CS230 Lab: on Stacks

Lab: on Stacks



Practice with implementing the Stack Interface, using

  • an array, and
  • a Vector

Become familiar with the Vector java class

Use a Stack ADT to match the brackets in an expression

Start working with user-defined packages of classes




Task 1A: ArrayStack One implementation of the Stack Interface


Is the ArrayStack class, in the download/lab6/javafoundations folder complete? How do you know which methods you need to define? Write on your notebook with pencil the definitions of the missing methods. Then write testing code, again on your notebook. We will pick it up from here in lab.



Getting started

Download the lab6 folder to your Desktop. Rename it to include the names of the two partners.


Task 1B: ArrayStack One implementation of the Stack Interface, cont.

Relevant downloaded files in the javafoundations folder. Create Lab6Project, and import the folder that contains the javafoundations folder.
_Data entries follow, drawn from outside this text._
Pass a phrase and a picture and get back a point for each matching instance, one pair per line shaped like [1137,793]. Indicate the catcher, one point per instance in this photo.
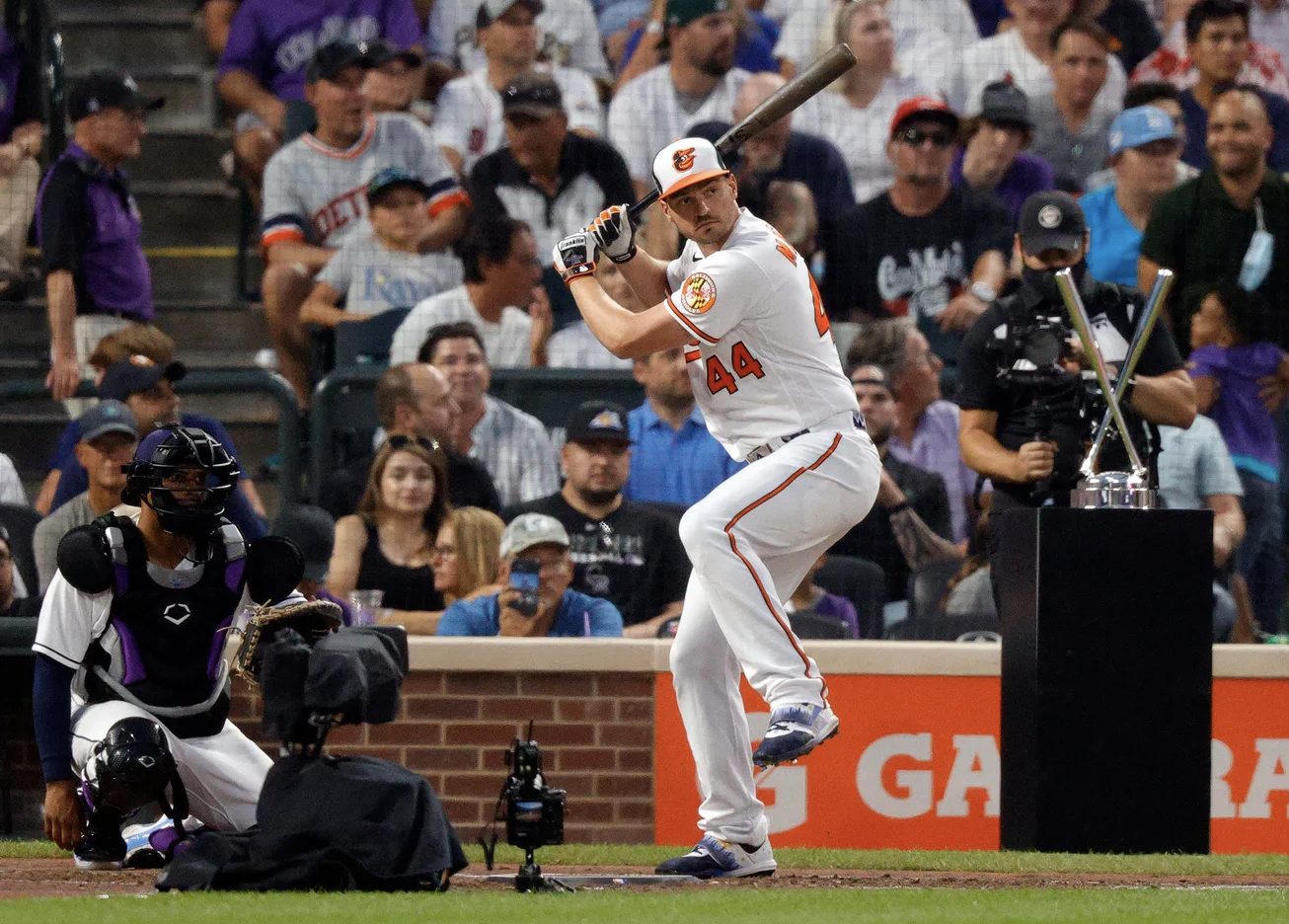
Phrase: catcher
[130,691]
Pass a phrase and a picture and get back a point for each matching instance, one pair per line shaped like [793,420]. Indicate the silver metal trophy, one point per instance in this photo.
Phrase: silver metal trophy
[1128,490]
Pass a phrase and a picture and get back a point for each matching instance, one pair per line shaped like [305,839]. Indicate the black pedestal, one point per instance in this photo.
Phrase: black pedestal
[1107,678]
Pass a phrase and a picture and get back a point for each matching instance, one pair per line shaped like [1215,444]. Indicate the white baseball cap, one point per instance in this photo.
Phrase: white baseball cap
[685,163]
[529,530]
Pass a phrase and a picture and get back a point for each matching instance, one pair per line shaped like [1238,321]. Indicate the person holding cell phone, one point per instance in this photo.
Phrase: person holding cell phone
[535,599]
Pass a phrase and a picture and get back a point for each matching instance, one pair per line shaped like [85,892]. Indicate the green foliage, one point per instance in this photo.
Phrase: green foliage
[679,905]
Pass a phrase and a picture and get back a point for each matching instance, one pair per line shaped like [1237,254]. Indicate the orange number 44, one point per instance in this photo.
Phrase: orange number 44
[720,379]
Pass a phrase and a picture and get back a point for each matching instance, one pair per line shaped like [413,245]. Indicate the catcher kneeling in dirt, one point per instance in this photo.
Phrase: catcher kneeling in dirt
[130,691]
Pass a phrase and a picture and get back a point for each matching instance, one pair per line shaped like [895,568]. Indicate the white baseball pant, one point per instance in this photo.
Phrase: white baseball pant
[222,773]
[752,540]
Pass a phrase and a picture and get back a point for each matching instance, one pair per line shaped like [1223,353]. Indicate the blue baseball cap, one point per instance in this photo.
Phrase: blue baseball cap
[1140,125]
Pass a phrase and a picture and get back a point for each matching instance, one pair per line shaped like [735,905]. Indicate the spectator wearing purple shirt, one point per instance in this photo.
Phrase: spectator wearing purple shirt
[993,159]
[809,597]
[270,44]
[1230,358]
[926,428]
[89,228]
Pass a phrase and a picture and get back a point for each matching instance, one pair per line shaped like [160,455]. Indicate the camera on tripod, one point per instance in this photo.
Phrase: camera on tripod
[1031,350]
[533,813]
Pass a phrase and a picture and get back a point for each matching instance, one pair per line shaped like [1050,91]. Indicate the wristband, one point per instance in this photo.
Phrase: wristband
[575,272]
[626,258]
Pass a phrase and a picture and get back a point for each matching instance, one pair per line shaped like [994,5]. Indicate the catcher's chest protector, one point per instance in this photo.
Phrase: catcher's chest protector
[172,640]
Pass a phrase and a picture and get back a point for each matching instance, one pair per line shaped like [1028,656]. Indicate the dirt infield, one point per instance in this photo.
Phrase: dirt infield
[59,878]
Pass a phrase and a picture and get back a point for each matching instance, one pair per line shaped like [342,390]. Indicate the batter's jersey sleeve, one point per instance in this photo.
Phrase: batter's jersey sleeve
[717,292]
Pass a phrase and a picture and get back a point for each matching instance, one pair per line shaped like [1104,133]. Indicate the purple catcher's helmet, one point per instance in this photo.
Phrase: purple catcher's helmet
[163,454]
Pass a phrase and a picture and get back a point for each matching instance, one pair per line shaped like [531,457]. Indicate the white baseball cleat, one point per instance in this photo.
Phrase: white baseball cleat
[795,731]
[715,859]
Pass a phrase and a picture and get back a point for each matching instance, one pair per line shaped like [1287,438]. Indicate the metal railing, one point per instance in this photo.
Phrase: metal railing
[217,382]
[34,25]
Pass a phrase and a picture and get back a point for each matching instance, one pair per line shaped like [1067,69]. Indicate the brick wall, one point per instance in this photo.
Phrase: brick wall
[596,732]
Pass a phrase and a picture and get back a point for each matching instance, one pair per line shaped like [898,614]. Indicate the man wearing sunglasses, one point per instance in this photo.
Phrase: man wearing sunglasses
[923,249]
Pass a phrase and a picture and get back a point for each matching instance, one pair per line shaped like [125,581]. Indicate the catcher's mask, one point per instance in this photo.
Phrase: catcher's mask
[176,452]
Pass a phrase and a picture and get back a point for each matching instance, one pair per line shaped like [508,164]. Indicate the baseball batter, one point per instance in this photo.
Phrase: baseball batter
[767,378]
[130,692]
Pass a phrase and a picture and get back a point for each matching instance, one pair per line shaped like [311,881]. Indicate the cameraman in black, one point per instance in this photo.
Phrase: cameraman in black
[1027,413]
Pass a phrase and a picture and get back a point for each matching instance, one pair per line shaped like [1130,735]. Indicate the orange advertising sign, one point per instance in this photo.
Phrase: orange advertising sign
[917,766]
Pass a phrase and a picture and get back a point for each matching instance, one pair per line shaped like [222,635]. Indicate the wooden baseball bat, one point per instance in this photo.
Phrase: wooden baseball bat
[826,68]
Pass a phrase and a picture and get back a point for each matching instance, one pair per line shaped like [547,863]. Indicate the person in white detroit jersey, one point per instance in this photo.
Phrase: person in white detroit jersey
[769,382]
[316,192]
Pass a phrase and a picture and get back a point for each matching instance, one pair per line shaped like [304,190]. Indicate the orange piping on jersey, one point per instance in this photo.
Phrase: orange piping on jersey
[686,321]
[447,199]
[369,131]
[280,236]
[733,545]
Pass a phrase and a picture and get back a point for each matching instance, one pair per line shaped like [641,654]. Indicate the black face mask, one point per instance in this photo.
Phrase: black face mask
[1043,281]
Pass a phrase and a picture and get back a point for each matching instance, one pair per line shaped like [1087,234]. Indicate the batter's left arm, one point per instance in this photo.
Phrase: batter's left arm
[626,334]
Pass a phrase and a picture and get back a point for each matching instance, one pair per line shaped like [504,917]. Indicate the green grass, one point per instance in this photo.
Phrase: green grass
[963,861]
[685,903]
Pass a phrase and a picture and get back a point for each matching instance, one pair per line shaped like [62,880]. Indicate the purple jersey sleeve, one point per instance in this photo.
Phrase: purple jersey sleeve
[244,50]
[401,26]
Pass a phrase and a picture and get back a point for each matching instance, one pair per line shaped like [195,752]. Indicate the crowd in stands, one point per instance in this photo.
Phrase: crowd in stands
[417,160]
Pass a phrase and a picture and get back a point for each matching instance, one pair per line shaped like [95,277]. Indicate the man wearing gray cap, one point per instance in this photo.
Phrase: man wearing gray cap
[1024,426]
[468,111]
[108,438]
[548,173]
[536,571]
[994,157]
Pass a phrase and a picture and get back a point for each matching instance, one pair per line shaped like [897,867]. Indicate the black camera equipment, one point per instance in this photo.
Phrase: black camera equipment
[349,677]
[1028,355]
[316,810]
[533,813]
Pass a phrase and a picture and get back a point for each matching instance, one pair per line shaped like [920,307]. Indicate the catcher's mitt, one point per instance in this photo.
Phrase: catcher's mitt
[311,619]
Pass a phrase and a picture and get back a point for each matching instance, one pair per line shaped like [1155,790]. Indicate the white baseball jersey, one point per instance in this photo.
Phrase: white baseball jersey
[568,35]
[763,362]
[317,193]
[647,114]
[468,111]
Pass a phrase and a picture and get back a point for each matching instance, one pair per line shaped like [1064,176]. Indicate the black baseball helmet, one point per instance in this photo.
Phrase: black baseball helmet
[164,454]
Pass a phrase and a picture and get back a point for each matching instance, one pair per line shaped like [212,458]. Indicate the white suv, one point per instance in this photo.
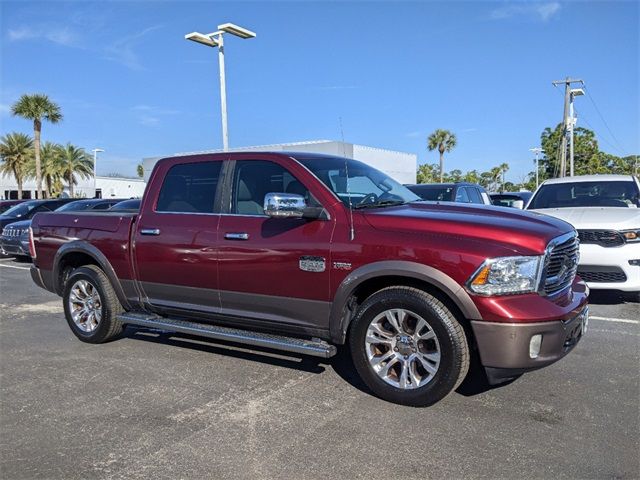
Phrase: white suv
[605,210]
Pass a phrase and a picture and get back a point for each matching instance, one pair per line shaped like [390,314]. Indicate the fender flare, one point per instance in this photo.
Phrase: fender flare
[82,246]
[339,322]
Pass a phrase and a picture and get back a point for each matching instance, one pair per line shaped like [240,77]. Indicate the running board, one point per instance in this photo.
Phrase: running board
[316,348]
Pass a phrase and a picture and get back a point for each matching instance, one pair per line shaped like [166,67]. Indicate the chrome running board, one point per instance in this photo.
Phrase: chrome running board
[316,348]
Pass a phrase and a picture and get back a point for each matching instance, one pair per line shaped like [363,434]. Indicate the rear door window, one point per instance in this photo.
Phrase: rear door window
[190,188]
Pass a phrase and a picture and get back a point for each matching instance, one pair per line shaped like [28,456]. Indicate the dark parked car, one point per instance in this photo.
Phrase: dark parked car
[7,204]
[511,199]
[460,192]
[15,236]
[271,250]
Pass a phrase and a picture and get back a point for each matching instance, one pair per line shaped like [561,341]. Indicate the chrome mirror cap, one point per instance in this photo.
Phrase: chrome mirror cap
[284,205]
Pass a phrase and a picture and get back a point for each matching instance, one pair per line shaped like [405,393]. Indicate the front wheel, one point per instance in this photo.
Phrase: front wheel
[408,347]
[91,305]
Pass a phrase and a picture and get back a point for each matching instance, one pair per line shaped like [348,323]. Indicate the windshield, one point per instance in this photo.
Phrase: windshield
[127,205]
[365,187]
[623,194]
[21,209]
[435,194]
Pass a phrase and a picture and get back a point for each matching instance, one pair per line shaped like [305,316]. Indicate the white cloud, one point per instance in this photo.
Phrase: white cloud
[122,51]
[59,35]
[543,11]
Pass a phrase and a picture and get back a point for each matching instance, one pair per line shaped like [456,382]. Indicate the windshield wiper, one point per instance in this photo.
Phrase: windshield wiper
[382,203]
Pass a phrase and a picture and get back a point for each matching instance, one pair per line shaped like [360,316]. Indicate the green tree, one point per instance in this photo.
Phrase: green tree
[37,107]
[16,150]
[443,141]
[75,162]
[427,173]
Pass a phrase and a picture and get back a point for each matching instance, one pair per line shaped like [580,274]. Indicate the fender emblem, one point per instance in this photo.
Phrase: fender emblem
[312,264]
[342,265]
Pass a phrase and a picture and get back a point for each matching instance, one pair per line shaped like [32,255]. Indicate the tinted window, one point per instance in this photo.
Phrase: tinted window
[254,179]
[461,195]
[189,188]
[586,194]
[364,182]
[432,193]
[474,195]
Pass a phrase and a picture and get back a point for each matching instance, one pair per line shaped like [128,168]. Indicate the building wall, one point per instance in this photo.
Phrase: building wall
[111,187]
[398,165]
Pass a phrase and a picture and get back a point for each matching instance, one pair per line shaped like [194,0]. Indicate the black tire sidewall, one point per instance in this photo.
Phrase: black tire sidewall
[448,372]
[99,334]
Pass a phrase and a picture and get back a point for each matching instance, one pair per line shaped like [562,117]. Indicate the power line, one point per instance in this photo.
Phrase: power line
[603,120]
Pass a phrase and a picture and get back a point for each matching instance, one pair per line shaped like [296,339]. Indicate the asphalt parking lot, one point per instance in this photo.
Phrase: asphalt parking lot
[157,406]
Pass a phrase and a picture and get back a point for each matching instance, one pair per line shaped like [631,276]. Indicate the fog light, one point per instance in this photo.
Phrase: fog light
[534,345]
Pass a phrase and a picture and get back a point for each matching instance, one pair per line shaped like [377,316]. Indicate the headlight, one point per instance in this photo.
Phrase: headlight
[631,236]
[507,275]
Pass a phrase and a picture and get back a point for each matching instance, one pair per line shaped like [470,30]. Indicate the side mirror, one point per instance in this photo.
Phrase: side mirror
[284,205]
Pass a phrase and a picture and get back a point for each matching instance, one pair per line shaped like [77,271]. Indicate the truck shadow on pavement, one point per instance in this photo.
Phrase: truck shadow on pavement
[475,382]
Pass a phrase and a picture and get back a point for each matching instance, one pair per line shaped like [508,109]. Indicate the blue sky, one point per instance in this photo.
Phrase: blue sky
[128,82]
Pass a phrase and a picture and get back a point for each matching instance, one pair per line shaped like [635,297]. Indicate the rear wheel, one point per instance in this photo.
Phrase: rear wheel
[408,347]
[91,305]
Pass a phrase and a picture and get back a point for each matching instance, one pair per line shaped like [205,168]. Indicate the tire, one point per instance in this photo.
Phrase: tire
[423,367]
[101,325]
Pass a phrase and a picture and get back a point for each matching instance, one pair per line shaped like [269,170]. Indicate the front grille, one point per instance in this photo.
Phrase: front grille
[561,264]
[604,238]
[602,274]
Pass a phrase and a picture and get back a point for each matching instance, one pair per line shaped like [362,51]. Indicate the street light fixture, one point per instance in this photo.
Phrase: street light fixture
[95,168]
[215,39]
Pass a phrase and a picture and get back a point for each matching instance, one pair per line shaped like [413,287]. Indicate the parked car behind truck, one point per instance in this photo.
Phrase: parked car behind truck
[282,251]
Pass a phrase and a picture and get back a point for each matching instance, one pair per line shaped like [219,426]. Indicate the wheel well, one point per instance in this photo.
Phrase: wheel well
[70,262]
[373,285]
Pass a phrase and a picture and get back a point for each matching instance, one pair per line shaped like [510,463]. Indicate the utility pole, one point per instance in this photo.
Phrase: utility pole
[566,120]
[537,151]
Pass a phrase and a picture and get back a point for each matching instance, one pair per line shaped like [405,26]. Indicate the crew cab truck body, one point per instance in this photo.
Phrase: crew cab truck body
[303,252]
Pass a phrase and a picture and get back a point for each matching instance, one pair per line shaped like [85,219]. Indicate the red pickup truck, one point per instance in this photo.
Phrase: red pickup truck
[303,252]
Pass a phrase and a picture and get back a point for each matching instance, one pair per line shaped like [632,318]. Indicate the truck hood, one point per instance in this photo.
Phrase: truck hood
[526,233]
[597,218]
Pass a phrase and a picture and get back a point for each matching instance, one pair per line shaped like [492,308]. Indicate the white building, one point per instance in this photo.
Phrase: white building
[398,165]
[103,187]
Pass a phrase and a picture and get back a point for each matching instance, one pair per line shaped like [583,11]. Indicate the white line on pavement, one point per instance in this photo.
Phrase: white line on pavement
[13,266]
[616,320]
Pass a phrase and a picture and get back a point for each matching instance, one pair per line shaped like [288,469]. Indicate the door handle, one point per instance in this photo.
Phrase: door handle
[236,236]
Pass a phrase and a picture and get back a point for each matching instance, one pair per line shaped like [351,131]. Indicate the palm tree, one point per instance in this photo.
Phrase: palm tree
[52,167]
[75,161]
[37,107]
[503,168]
[443,141]
[16,150]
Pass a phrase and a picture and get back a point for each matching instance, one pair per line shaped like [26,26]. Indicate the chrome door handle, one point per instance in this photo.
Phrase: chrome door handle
[236,236]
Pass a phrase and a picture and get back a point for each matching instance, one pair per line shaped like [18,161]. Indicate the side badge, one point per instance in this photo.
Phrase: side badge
[342,265]
[312,264]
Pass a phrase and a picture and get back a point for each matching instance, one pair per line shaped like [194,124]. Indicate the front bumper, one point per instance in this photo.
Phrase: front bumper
[593,256]
[14,246]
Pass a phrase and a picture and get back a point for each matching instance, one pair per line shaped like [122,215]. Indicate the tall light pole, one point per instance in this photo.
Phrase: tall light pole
[574,92]
[537,151]
[216,39]
[95,168]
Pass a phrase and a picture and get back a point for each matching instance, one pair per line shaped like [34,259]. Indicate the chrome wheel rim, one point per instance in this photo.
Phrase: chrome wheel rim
[85,306]
[402,348]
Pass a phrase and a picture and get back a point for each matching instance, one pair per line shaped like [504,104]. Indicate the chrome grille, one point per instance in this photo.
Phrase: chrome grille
[604,238]
[561,263]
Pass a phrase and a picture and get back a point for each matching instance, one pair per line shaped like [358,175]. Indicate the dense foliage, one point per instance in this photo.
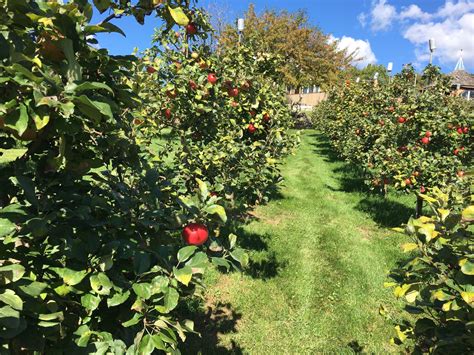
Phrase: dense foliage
[437,281]
[91,215]
[412,135]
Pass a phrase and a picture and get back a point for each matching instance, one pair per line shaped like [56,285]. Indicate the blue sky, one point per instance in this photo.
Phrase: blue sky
[381,31]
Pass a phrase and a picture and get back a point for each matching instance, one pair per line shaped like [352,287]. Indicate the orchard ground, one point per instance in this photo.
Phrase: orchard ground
[320,253]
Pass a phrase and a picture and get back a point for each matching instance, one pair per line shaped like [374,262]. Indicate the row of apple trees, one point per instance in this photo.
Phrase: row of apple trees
[115,172]
[411,134]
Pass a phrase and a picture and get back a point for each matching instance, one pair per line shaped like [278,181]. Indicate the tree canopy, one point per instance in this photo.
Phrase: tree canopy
[309,56]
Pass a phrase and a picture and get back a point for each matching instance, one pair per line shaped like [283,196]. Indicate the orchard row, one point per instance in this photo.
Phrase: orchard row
[128,175]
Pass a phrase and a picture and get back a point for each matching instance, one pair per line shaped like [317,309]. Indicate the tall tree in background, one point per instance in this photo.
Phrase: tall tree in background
[308,55]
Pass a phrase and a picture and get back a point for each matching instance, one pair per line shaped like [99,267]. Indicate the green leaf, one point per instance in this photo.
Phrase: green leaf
[467,267]
[90,302]
[6,227]
[11,273]
[137,317]
[170,301]
[93,109]
[186,252]
[102,5]
[184,275]
[468,214]
[203,191]
[178,16]
[10,298]
[34,289]
[217,209]
[104,27]
[143,290]
[91,85]
[70,277]
[101,283]
[146,345]
[118,299]
[9,318]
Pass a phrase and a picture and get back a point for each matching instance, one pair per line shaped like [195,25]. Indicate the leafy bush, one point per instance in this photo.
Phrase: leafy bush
[410,137]
[90,218]
[437,281]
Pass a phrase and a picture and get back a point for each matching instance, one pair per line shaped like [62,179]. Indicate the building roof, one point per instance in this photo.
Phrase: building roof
[463,78]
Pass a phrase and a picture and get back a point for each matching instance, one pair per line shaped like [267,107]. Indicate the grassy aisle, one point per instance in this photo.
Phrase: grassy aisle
[320,254]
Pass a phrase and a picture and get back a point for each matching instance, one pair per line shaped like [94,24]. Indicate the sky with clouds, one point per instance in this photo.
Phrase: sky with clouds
[380,31]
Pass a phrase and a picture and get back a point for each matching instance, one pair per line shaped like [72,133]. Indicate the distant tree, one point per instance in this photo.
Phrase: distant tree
[309,57]
[366,74]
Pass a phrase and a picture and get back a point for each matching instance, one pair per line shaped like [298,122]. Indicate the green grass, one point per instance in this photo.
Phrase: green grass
[320,255]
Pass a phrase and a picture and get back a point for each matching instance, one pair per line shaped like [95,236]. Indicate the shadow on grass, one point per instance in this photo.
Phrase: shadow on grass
[211,323]
[385,211]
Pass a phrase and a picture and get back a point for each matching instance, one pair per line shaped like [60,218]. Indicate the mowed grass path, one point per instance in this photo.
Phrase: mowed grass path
[320,255]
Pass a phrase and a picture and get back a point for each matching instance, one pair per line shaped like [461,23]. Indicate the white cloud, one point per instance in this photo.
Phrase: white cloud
[415,13]
[451,35]
[360,49]
[382,15]
[451,25]
[455,9]
[362,19]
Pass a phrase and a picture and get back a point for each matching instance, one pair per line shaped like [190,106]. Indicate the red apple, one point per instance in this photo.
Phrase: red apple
[191,28]
[212,78]
[195,234]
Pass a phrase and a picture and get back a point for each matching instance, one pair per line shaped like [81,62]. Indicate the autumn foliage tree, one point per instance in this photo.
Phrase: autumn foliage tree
[310,57]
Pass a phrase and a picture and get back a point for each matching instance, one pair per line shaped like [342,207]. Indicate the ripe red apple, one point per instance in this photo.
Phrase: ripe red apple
[192,84]
[212,78]
[191,28]
[233,92]
[195,234]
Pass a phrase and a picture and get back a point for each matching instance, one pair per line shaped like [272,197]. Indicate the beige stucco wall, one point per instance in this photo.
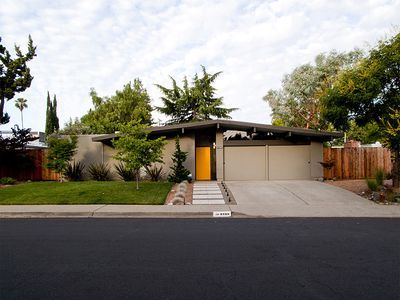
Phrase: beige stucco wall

You BlueJ's window should look like this:

Now edit the ArrayStack.java file, according to your notes (see pre lab), to finish this implementation and test the class.


Task 2: VectorStack An other implementation of the Stack Interface

In this task you will implement the Stack Interface using a Vector. We haven't seen this class before. Vector is a java class, in the util package. It is similar to array, but much easier to use, as its size grows and shrinks automatically to accommodate items as needed. Also, removing an item from a Vector is easier than doing so in an array, as the "hole" left behind is automatically filled in (items as left-shifted as needed).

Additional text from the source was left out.